Putin und Russlands Verluste: Laut Gouverneur zwölf Zivilisten bei Kursk-Offensive gestorben

Alexej Smirnow als Gouverneur der Region Kursk gab während eines Meetings am Montag an, 121.000 Zivilisten seien evakuiert worden, insgesamt seien 180.000 direkt von den Auswirkungen des ukrainischen Vormarschs betroffen. Demnach kamen zwölf Zivilisten ums Leben, unter den 121 Verletzten befänden sich auch zehn Kinder. Über Verluste unter den eigenen Truppen verlor er kein Wort.

Als Smirnow darauf zu sprechen kam, die Ukrainer seien auf einer Breite von 40 Kilometern rund zwölf Kilometer tief auf russisches Gebiet vorgerückt, fuhr Putin dazwischen. Derartige Angaben will der Kreml-Chef lieber von der Militärführung aufgetischt bekommen, der Politiker solle sich auf die sozioökonomische Situation und die geleistete Unterstützung für die Menschen fokussieren.

Auf seinem Telegram-Kanal stellte Smirnow am Dienstagnachmittag klar: „Die Krise ist noch nicht überwunden.“ Neben Charakter sei auch Geduld gefragt. Dabei nutzte er die Gelegenheit, für die bereitwillige Hilfe von allen Seiten zu danken. Und der Gouverneur vergaß nicht, zu erwähnen, dass die größte Hilfe aus der Politik komme und von Putin kontrolliert werde.

Rät Russland zum Rückzug aus der Ukraine: John Kirby ist Kommunikationsdirektor des Nationalen Sicherheitsrates der USA.

Russlands Verluste im Ukraine-Krieg: Laut Kiew fast 600.000 Militärangehörige außer Gefecht gesetzt

Die Reaktion auf das ukrainische Vordringen auf russisches Territorium fiel im Westen unterschiedlich aus. Kirby betonte, er werde sich nicht zu Einzelheiten der Kiewer Kriegsführung äußern.

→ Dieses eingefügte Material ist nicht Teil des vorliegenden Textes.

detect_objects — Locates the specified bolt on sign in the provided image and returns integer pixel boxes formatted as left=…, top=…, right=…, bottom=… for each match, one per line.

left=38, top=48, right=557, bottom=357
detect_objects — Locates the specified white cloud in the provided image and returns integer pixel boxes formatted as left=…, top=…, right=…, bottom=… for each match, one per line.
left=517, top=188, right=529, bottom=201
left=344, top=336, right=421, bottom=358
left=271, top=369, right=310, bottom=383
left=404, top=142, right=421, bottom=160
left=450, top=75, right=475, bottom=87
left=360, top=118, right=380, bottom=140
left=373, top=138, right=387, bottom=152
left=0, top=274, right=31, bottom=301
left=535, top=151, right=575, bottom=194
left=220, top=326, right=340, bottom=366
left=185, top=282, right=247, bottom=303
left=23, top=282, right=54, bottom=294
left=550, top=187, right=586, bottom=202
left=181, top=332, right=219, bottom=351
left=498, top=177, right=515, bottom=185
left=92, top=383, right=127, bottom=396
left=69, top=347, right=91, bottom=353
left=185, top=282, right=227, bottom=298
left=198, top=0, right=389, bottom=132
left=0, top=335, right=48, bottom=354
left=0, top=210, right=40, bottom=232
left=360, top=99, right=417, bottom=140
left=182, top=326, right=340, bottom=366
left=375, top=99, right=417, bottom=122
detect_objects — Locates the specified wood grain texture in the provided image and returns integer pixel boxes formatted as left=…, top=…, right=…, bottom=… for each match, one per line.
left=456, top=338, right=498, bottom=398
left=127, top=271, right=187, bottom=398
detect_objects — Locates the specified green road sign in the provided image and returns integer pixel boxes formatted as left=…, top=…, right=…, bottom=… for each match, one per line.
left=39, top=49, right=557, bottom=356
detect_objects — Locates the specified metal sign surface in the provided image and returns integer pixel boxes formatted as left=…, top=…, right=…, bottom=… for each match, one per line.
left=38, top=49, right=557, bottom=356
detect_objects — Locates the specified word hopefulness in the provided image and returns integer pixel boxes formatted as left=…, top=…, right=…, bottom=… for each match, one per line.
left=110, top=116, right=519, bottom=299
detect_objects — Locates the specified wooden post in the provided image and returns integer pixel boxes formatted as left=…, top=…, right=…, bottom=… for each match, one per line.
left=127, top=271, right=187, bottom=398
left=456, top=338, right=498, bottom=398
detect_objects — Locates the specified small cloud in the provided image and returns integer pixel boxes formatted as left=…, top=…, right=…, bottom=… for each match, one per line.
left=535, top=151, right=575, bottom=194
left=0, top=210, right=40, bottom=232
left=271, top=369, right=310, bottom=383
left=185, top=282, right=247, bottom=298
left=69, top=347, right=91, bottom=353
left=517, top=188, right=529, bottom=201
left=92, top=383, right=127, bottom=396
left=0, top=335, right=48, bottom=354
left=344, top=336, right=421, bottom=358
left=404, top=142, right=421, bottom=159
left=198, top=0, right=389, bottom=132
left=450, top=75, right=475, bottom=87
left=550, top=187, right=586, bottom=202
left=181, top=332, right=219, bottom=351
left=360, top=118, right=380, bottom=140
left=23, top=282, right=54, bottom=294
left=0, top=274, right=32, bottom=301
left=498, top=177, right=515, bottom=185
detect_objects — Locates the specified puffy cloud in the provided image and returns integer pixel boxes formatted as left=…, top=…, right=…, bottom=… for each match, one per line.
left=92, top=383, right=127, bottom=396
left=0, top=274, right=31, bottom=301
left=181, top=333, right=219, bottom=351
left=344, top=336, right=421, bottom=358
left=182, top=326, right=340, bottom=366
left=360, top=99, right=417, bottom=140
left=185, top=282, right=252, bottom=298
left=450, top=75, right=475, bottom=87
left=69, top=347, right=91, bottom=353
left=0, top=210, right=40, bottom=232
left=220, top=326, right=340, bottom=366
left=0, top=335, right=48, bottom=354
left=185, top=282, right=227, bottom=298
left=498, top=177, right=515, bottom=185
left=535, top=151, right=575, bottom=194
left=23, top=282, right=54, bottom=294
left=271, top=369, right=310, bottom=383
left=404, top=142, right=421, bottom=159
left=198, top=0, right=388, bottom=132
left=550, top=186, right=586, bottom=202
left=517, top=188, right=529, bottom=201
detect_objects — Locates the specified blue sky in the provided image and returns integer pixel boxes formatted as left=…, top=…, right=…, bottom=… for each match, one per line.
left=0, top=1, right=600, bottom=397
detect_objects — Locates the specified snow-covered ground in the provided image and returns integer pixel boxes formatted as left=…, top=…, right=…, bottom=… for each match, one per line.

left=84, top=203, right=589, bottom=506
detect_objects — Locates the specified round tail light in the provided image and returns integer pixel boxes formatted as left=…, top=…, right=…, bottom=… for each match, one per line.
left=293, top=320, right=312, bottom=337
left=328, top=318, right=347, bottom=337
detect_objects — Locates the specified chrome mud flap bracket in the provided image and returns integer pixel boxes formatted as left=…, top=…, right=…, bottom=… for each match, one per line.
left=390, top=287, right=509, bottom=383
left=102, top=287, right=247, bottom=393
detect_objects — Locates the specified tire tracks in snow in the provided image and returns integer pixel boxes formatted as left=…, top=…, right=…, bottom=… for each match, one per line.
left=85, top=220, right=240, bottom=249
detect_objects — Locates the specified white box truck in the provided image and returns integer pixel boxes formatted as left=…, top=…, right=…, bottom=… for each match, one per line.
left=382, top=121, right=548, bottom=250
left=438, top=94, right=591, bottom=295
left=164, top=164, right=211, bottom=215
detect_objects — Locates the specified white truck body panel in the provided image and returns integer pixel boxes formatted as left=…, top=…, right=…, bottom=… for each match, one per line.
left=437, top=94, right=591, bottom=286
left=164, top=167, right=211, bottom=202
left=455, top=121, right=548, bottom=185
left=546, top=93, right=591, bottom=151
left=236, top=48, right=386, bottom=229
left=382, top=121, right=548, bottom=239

Der FDP-Politiker Marcus Faber als Vorsitzender des Verteidigungsausschusses warb via X bereits für die Lieferung weiterer Leopard 2, um Putin weiter unter Druck und Russland an den Verhandlungstisch zu zwingen.

Dagegen wurden auch Stimmen erhoben, denen zufolge die Ukraine diesen Vorstoß in der Zukunft noch teuer bezahlen könnte. Bereits in der einen Woche seit dem Einmarsch sollen sich die ukrainischen Verluste bei den dortigen Kämpfen laut dem Telegram-Kanal der Region Kursk unter anderem auf mehr als 2000 Militärangehörige, 35 Panzer, rund 180 gepanzerte Kampffahrzeuge, vier Flugabwehr-Raketensysteme und zwei Mehrfachraketensysteme belaufen.

Diese Zahlen sind ebenso mit Vorsicht zu genießen wie die täglich vom ukrainischen Verteidigungsministerium verbreiteten Verluste auf russischer Seite. Demnach verloren Putins Truppen seit Beginn der russischen Invasion unter anderem 593.160 Militärangehörige, 8455 Panzer, 16.385 bewaffnete Kampffahrzeuge, 1146 Mehrfachraketensysteme, 366 Kampfflugzeuge sowie 28 Kampfschiffe oder -boote. (mg)

Rubriklistenbild: © IMAGO / SNA (2)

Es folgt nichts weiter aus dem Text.